Leon Valley, Balcones Heights pushing against Texas bill to end red light cameras

By Patty Santos - Reporter

BEXAR COUNTY, Texas - The cities of Leon Valley and Balcones Heights say they are going to fight for the right to govern locally as they face off against state leaders who have introduced bills looking to ban the use of the traffic light cameras.

There are 10 bills filed in the state Legislature. House Bill 1631 is the most recent and has more than 90 co-authors, several of whom are from Bexar County. 

The city of Leon Valley is joining forces with the Texas Traffic Safety Coalition, a conglomerate of municipalities who are against the bills.

Leon Valley City Manager Kelly Kuenstler said the decision to install the 13 red light cameras a year ago was highly supported by the community, and it received an even higher approval rating a year after they were installed.

“We would like the elected officials at the state level to listen to the residents of Leon Valley, to hear testimony from some of our citizens that have seen our program work,” she said.

Officials said the number of red light runners in Leon Valley has decreased, and those who get ticketed often learn their lesson.

“What we want to focus on is that red light cameras save lives, they change driver behavior,” Kuenstler said.  

Balcones Heights officials have been going to Austin to defend the program since the cameras were installed in 2007.

Balcones Heights police Chief Darrel Volz said officials will continue to testify of their effectiveness.
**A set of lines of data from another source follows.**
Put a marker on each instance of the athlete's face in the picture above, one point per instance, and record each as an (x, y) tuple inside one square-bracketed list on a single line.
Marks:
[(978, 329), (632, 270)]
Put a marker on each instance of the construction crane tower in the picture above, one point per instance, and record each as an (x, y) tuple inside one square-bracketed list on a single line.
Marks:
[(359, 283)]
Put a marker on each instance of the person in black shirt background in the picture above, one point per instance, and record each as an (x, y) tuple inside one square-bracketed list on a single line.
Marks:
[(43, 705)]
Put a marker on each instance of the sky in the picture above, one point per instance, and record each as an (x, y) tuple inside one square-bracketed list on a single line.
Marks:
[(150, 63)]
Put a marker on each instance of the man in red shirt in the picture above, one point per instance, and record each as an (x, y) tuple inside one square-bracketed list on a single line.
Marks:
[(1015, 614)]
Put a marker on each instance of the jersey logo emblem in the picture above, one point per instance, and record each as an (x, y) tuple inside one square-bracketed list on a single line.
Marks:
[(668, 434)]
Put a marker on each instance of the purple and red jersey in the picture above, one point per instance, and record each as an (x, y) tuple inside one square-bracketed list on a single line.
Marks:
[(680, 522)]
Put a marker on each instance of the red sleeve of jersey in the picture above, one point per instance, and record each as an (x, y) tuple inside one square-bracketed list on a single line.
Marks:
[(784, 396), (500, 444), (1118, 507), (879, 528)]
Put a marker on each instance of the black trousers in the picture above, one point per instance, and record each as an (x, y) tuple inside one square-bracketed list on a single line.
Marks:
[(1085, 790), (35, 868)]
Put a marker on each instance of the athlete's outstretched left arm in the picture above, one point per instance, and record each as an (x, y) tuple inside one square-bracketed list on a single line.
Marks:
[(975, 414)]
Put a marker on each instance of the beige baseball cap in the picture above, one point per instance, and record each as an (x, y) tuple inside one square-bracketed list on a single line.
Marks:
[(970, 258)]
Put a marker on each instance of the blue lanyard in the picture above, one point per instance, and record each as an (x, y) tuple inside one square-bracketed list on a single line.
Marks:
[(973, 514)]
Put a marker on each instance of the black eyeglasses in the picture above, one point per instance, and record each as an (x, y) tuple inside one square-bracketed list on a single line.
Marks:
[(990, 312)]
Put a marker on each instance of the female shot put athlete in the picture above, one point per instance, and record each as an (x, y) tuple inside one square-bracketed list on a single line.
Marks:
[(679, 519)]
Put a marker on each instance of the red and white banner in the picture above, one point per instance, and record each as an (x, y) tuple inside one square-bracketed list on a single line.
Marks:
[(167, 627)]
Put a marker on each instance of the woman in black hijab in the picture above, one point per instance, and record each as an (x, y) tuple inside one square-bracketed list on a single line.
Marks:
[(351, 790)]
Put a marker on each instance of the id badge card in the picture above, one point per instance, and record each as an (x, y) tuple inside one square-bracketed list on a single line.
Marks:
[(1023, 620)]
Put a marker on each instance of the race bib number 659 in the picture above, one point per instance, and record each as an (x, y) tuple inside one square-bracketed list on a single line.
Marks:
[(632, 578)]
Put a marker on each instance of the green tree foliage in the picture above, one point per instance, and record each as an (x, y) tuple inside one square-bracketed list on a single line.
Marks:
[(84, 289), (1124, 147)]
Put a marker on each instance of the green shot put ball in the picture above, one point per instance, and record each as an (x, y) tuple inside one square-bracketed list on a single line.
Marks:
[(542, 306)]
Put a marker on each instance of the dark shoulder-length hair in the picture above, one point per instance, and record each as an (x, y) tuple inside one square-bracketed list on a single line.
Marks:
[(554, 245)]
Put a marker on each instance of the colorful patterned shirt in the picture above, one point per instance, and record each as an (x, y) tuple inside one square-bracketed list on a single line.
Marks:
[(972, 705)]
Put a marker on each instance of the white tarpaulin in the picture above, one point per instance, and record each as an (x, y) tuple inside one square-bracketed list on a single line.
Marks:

He recently spoke before the chairman of the transportation committee.

“We do not have the manpower to assign someone to each of the intersections where we currently have traffic safety cameras,” Volz said in a statement. “With the passage of a ban bill, or one which seeks to restrict the use of traffic safety cameras, the City could see a dramatic shift from progress in traffic safety to increasingly unsafe roadways. The abandonment of the traffic safety cameras could lead to the loss of lives.”

Gov. Greg Abbott is pushing to ban the use of the cameras. He said they cause more rear-end traffic accidents due to sudden braking. But Volz said that statement doesn’t add up with his numbers. There were eight crashes related to traffic lights in 2017, and in 2018, he said, there were only three in the city.

State Rep. Diego Bernal, whose district includes a piece of Balcones Heights, said he opposes the use of cameras based on national trends that raise concerns about public safety and transparency. He is one of the co-author of HB 1631.

Leon Valley Mayor Pro Tem Monica Alcocer said the state got nearly a half-million dollars from the city’s red light camera program in the first year. That money was given to hospitals.

Alcocer said state governments need to let local governments decide what’s best. The decision has been supported by her constituents.

“The central government complains about not wanting to have federal intervention, but they in turn don’t allow the local governments to handle what they think is best,” Alcocer said.

Local leaders say they are currently sending letters to lawmakers to make their case.

“Any type of proposed legislation that we have right now is going to eliminate the city's ability to govern their own to make decisions at a local level,” Kuestler said.